Gold - Fed-Protokoll und US-Wirtschaftsdaten führen zu erneutem Einbruch

Der Goldpreis ist am gestrigen Mittwoch weiter eingebrochen, fiel zwischenzeitlich um mehr als 30 USD oder 2,5% auf ein Tagestief von 1.240,20 USD je Unze. Äußerungen von Mitgliedern der US-Notenbank deuten nach Ansicht der Marktteilnehmer an, dass eine Reduzierung des Stimulusprogramms für die US-Wirtschaft (QE, Quantitative Easing) doch schon dieses Jahr erfolgen könnte.

Das Protokoll des jüngsten Treffens des Offenmarktsausschusses der Fed Ende Oktober in Verbindung mit Kommentaren von Fed-Chef Ben Bernanke und dem Vorsitzenden der Notenbank von St.
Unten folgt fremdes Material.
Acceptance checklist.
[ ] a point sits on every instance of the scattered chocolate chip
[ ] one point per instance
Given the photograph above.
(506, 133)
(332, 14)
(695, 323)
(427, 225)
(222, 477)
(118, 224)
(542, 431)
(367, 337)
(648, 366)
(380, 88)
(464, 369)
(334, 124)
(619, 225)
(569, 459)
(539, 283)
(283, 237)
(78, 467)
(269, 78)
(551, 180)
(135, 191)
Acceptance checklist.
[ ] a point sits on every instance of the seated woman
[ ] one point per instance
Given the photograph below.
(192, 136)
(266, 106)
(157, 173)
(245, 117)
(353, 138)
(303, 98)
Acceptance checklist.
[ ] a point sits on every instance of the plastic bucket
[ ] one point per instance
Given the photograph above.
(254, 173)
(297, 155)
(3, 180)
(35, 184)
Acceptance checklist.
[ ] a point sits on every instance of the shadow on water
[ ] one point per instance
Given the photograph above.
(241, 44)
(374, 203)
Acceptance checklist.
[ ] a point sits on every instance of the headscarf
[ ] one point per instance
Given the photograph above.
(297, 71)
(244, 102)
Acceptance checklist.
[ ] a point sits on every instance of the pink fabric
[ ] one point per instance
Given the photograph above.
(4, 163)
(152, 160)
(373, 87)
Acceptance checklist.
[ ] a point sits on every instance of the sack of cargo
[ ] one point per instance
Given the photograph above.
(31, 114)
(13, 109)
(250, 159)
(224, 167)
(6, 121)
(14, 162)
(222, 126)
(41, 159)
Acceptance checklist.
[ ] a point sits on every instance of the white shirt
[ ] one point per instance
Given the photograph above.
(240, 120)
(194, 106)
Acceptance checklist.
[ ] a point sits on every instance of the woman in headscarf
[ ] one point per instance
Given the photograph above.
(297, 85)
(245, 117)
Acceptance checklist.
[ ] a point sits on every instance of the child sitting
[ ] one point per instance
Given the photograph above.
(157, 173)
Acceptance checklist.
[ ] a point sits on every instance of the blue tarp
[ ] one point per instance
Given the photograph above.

Louis James Bullard deuten sogar an, dass Einschnitte bei QE3 schon im Dezember erfolgen könnten.

Das Protokoll zeigte auch, dass die designierte neue Fed-Chefin Janet Yellen, die sich vergangene Woche positiv zu einer Aufrechterhaltung der Stimulusmaßnahmen geäußert hatte, in der Minderheit sein könnte, wenn es um eine Hinauszögerung der QE3-Reduzierung geht.

Der Goldpreis war bereits vor Veröffentlichung des Protokolls unter Druck geraten, da die Verbraucherpreisinflation in den USA im Oktober auf 1,0% gefallen war nach den 1,2% im September. Damit liegt die Rate deutlich unter dem Niveau, das die Fed als Problem ansieht.

Da trotz der gewaltigen Geldmengen, die weltweit in die Wirtschaften und Märkte gedrückt werden, kein nennenswerter Anstieg der Inflation zu erkennen ist, und der US-Dollar trotz der 85 Mrd. USD, die die Fed jeden Monat an frischem Geld druckt, Stärke zeigt, sind wichtige Faktoren, die den Goldpreis stützen sollten, weggefallen.

Der Goldpreis ist seit Anfang des Jahres nun um rund 26% gefallen und es sieht so aus, als würde der bereits zwölf Jahre Aufwärtstrend, dieses Jahr enden.